MOTIFS DE LA DÉCISION
Aux termes de l'article L. 244-9 du Code de la sécurité sociale, la contrainte décernée par le directeur d'un organisme de sécurité sociale pour le recouvrement des cotisations et majorations de retard emporte, à défaut d'opposition du débiteur devant le tribunal, dans les délais et selon les conditions fixées par décret, tous les effets d'un jugement et confère notamment le bénéfice de l'hypothèque judiciaire.
Sur la recevabilité de l'opposition
L'article R.133-3 du code de la sécurité sociale dispose que le débiteur peut former opposition par inscription au secrétariat du tribunal compétent dans le ressort duquel il est domicilié ou pour les débiteurs domiciliés à l'étranger, au secrétariat du tribunal compétent dans le ressort de l'organisme créancier par lettre recommandée avec demande d'avis de réception adressée au secrétariat dudit tribunal dans les quinze jours à compter de la notification ou de la signification. L'opposition doit être motivée ; une copie de la contrainte contestée doit lui être jointe.
En l'espèce, la contrainte a été signifiée le 3 mai 2023 et l'opposition a été formée le 16 mai 2023, soit dans le respect du délai de quinze jours imparti sous peine de forclusion.

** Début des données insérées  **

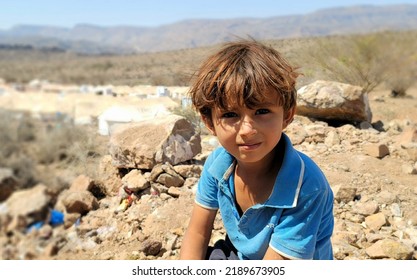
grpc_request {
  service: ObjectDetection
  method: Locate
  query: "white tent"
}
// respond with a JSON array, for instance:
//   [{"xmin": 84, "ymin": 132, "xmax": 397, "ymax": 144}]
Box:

Par conséquent, l'opposition sera déclarée recevable.
Sur le défaut de comparution de l'opposante
Il résulte de l'article R.142-10-4 du Code de la sécurité sociale que la procédure applicable au contentieux général de la sécurité sociale est orale. En conséquence, si le requérant n'est ni comparant ni représenté, le tribunal n'est saisi d'aucun moyen à l'appui de son recours.
En l'espèce, [E] [H] n'a pas comparu à l'audience pour soutenir oralement les termes de son recours, et aucune demande de dispense de comparution ou de renvoi pour un motif justifié n'est parvenue au tribunal.
Par conséquent, en vertu de l'article 473 du Code de procédure civile, la juridiction sociale est fondée à statuer et le jugement sera réputé contradictoire.
Sur le bien fondé de la contrainte
Conformément à l'article L. 244-2 du Code de sécurité sociale, toute action ou poursuite effectuée à l'encontre d'un cotisant est obligatoirement précédée d'une mise en demeure adressée par lettre recommandée à l'employeur ou au travailleur indépendant l'invitant à régulariser sa situation.
L'article R. 244-1 du même code dispose que la mise en demeure précise la cause, la nature et le montant des sommes réclamées ainsi que la période à laquelle elles se rapportent.
En l'espèce, l'organisme verse aux débats la mise en demeure préalable du 14 février 2020, régulièrement notifiée à la cotisante et non contestée, comportant les mentions obligatoires visées par l'article précité. La mise en demeure n'ayant pas été acquittée dans le mois de sa notification, l'organisme a valablement pu décerner la contrainte litigieuse.